Keikutsertaan dalam konferensi internasional seperti ICETT membuka peluang besar bagi mahasiswa dan dosen untuk membangun jejaring penelitian lintas negara, memperluas kolaborasi akademik, hingga menghasilkan publikasi ilmiah bereputasi internasional.
Tidak hanya itu, forum semacam ini juga menjadi ruang pertukaran ide dan pengalaman antarnegara dalam menghadapi tantangan pendidikan modern yang semakin kompleks akibat perkembangan teknologi.

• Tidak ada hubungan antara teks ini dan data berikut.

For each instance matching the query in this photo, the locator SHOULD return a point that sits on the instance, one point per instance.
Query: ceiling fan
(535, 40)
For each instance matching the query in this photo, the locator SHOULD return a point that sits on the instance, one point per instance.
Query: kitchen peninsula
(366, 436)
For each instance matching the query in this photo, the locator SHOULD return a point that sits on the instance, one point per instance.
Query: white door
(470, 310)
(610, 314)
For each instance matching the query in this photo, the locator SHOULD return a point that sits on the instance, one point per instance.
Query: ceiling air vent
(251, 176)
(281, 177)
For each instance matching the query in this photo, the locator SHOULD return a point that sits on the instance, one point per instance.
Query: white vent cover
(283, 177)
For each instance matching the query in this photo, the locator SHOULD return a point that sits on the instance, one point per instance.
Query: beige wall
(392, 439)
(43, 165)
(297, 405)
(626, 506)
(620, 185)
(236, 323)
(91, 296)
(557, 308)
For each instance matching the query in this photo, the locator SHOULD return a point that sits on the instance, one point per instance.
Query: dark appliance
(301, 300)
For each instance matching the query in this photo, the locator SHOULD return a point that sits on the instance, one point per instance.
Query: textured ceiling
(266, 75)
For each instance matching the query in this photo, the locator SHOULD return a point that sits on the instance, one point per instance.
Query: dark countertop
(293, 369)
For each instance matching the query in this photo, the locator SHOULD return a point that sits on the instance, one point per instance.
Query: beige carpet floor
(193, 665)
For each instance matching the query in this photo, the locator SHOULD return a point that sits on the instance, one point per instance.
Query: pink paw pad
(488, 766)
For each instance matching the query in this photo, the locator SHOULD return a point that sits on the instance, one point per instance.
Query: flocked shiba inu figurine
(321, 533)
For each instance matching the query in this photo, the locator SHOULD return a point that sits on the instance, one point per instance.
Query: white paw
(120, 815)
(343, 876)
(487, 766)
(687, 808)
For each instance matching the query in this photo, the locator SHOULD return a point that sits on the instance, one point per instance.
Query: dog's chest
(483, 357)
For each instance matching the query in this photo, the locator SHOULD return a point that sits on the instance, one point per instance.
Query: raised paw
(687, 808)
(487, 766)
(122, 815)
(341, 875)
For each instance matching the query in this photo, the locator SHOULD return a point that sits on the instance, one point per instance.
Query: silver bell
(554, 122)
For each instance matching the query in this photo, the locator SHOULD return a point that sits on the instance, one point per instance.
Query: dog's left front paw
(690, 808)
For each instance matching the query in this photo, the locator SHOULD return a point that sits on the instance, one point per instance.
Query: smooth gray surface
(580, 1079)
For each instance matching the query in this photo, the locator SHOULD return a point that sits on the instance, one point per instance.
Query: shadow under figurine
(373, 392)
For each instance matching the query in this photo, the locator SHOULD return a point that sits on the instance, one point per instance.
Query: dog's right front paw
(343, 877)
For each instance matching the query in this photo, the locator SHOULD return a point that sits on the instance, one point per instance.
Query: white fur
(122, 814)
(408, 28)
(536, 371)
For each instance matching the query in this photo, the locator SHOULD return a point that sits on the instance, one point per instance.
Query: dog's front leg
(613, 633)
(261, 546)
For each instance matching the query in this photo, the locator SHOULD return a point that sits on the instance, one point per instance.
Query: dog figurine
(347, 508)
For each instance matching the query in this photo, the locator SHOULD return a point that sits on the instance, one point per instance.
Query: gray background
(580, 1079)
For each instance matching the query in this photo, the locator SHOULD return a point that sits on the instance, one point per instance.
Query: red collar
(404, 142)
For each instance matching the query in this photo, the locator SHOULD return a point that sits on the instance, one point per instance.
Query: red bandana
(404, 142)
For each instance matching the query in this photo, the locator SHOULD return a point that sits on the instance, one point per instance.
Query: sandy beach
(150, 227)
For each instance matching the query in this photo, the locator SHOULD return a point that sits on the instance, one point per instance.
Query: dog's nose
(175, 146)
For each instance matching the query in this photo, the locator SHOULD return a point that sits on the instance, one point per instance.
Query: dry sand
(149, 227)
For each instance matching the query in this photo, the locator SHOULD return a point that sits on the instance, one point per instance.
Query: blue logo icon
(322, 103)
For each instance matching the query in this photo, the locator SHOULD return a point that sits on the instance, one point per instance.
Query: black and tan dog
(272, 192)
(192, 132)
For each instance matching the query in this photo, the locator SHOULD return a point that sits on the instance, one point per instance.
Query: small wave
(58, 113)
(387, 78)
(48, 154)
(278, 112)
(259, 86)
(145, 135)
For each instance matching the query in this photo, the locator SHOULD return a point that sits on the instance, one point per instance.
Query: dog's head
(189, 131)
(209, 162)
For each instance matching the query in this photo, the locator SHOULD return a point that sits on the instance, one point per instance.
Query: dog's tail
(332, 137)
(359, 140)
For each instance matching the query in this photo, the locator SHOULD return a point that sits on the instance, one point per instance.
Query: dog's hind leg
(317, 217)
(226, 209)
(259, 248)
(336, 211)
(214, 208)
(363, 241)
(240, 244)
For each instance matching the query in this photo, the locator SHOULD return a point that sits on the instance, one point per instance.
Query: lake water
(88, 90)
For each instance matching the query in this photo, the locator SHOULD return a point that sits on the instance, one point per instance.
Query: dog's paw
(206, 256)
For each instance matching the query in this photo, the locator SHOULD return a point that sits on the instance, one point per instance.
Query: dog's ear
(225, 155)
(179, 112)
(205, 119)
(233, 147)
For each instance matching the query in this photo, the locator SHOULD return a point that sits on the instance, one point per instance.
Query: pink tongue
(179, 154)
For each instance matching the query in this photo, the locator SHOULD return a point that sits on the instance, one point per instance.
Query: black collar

Perkembangan teknologi digital yang begitu pesat membuat dunia pendidikan mengalami transformasi besar. Artificial intelligence, virtual learning, adaptive learning system, hingga pembelajaran berbasis data kini mulai menjadi bagian penting dalam sistem pendidikan global.
Di tengah perubahan tersebut, mahasiswa doktoral memiliki peran strategis sebagai peneliti dan pengembang inovasi pendidikan. Mereka dituntut mampu menciptakan solusi pembelajaran yang efektif, fleksibel, dan sesuai dengan kebutuhan generasi masa depan.
Melalui keterlibatan aktif di forum internasional seperti ICETT 2026, mahasiswa Unesa menunjukkan bahwa akademisi muda Indonesia mampu ikut berkontribusi dalam membangun masa depan pendidikan dunia.
Kehadiran Muldiyana, Muhammad Hanif, dan Asmaul Husnah di Seoul diharapkan membawa dampak positif bagi pengembangan teknologi pendidikan di Indonesia, khususnya di lingkungan Universitas Negeri Surabaya.
Pengalaman, wawasan global, dan jejaring internasional yang mereka peroleh diyakini dapat menjadi modal penting untuk meningkatkan kualitas penelitian dan inovasi pendidikan di tanah air.
Dengan semangat kolaborasi global dan inovasi berkelanjutan, mahasiswa S3 Teknologi Pendidikan Unesa membuktikan bahwa perjuangan akademik tidak berhenti di ruang kelas. Dari Surabaya menuju Seoul, mereka membawa mimpi besar pendidikan Indonesia untuk tampil lebih maju, modern, dan kompetitif di mata dunia.